Doch unsere Meere sind bedroht: In der Tiefsee lagernde Rohstoffe wie Edelmetalle und Manganknollen wecken Begehrlichkeiten der Industrie. Tiefseebergbau, Überfischung, Vermüllung, Industrieabfälle und Schiffsverkehr gefährden und schädigen Meerestiere und Ökosysteme. Bereits 2019 stellte der Weltbiodiversitätsrat fest, dass der Mensch 66 Prozent der marinen Lebensräume erheblich verändert hat. Zahlreiche Tierarten sind nahezu ausgerottet, komplexe Lebensräume auf dem Meeresgrund zerstört, bevor sie wissenschaftlich untersucht werden konnten.

Wie lässt sich diese Entwicklung stoppen? Der Schutz der Meere vor menschlichen Eingriffen ist bisher nur unzureichend geregelt. Staaten können nur in ihren eigenen Küstengewässern und bis zur 200-Meilen-Seegrenze ihre Gesetze durchsetzen – oft im Konflikt mit eigenen wirtschaftlichen Interessen. Die Hohe See dagegen, rund zwei Drittel der Meeresflächen, sind bis heute weitgehend rechtsfrei. Zwar existieren auf Basis des 1982 verabschiedeten UN-Seerechtsabkommens UNCLOS Organisationen, die einzelne Regionen beaufsichtigen, doch mangelt es ihnen an Koordination, Durchsetzungskraft und Transparenz.

Dank moderner Forschungsmethoden wird das Ausmaß der Zerstörung sichtbarer. Erstmals arbeiten Regierungen weltweit an einem gemeinsamen Meeresschutzabkommen. Im Juni 2023 unterzeichneten rund 80 Länder, darunter auch Deutschland, einen UN-Vertrag über die „Biodiversität jenseits nationaler Gesetzgebung“ (BBNJ). Greenpeace bezeichnet das Abkommen als eine der „bedeutsamsten internationalen Vereinbarungen für den Naturschutz in der Geschichte“.

Das Ziel: 30 Prozent der Meere sollen in Schutzgebiete ohne Fischerei und industrielle Nutzung umgewandelt werden. Außerdem sollen Verfahren entwickelt werden, um den Ressourcenabbau und andere Aktivitäten in der Tiefsee auf ihre Umweltverträglichkeit zu prüfen. Diese Prüfungen sind jedoch freiwillig, auch wenn ein Verzicht öffentlich begründet werden muss. Für Staaten des globalen Südens, die weniger Zugang zu den Ressourcen der Tiefsee haben, ist ein finanzieller Ausgleich vorgesehen.
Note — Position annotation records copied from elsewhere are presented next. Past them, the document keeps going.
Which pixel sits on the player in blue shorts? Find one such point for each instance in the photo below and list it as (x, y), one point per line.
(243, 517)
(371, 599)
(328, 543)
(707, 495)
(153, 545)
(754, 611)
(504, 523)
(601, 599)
Damit das Abkommen in Kraft tritt, müssen es mindestens 60 Länder bis zur UN-Ozeankonferenz im Juni 2025 ratifizieren. Das ist durchaus ambitioniert und gibt Grund zur Hoffnung. Doch es bleibt die Frage, wie erfolgreich ein Schutzabkommen sein kann, wenn beteiligte Staaten auch gegenteilige Interessen verfolgen.
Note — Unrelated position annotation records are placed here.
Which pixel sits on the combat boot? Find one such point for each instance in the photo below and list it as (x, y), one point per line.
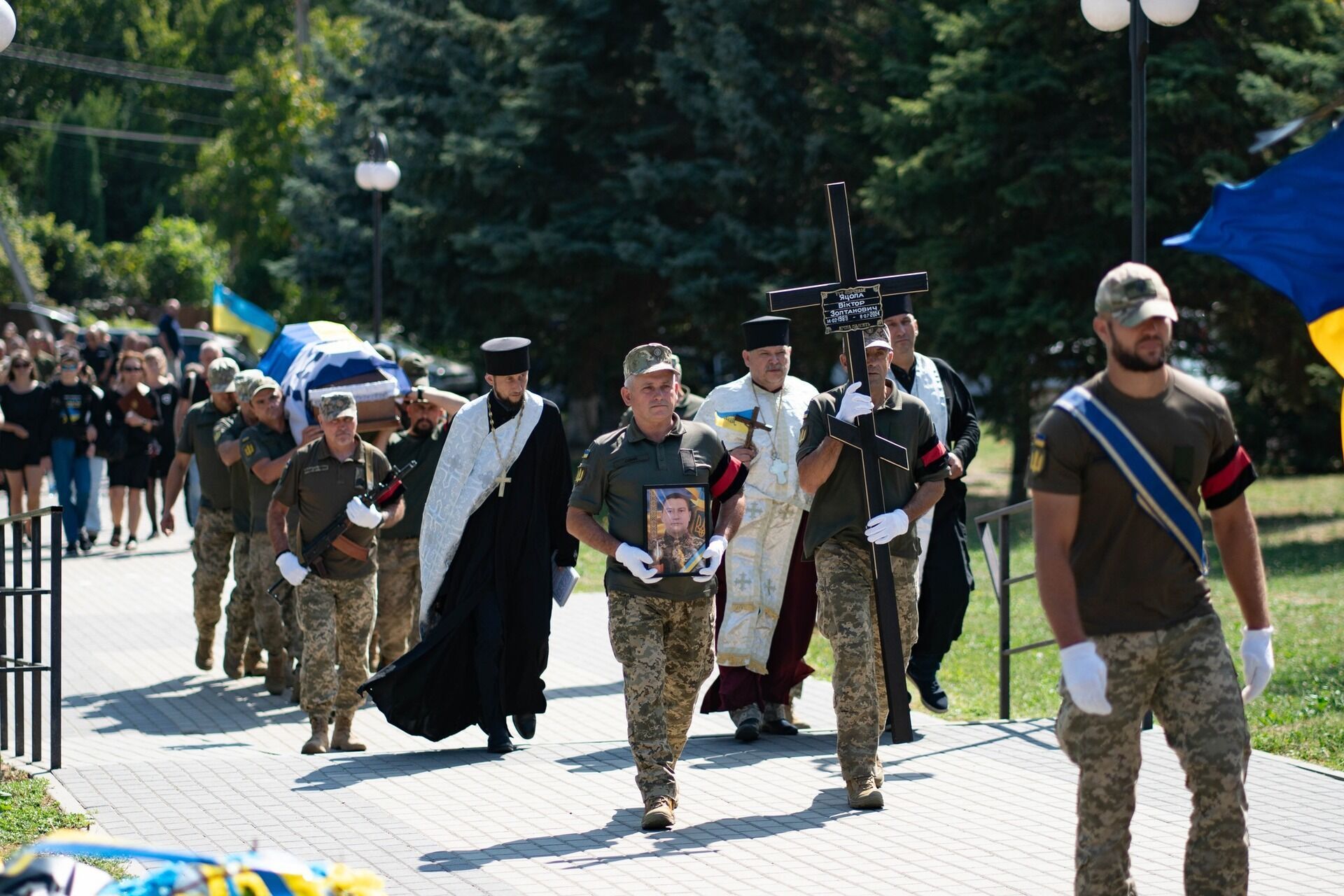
(342, 738)
(277, 669)
(863, 793)
(659, 814)
(318, 742)
(206, 649)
Ermutigend ist, dass Maßnahmen bereits mit einer Zwei-Drittel-Mehrheit beschlossen werden können. Doch die nicht verpflichtende Umweltverträglichkeitsprüfung bleibt ein Schlupfloch, das vermutlich genutzt wird. Während einige Wissenschaftler und Staaten fordern, den Abbau von Rohstoffen in der Tiefsee zu pausieren, bis die Folgen besser erforscht sind, fehlt eine klare Positionierung der Weltgemeinschaft. Viele Länder, darunter Norwegen, drängen darauf, Rohstoffe mit offizieller Genehmigung in der Tiefsee abzubauen. Es bleibt abzuwarten, wie ernst es den Staaten mit dem Meeresschutz tatsächlich ist.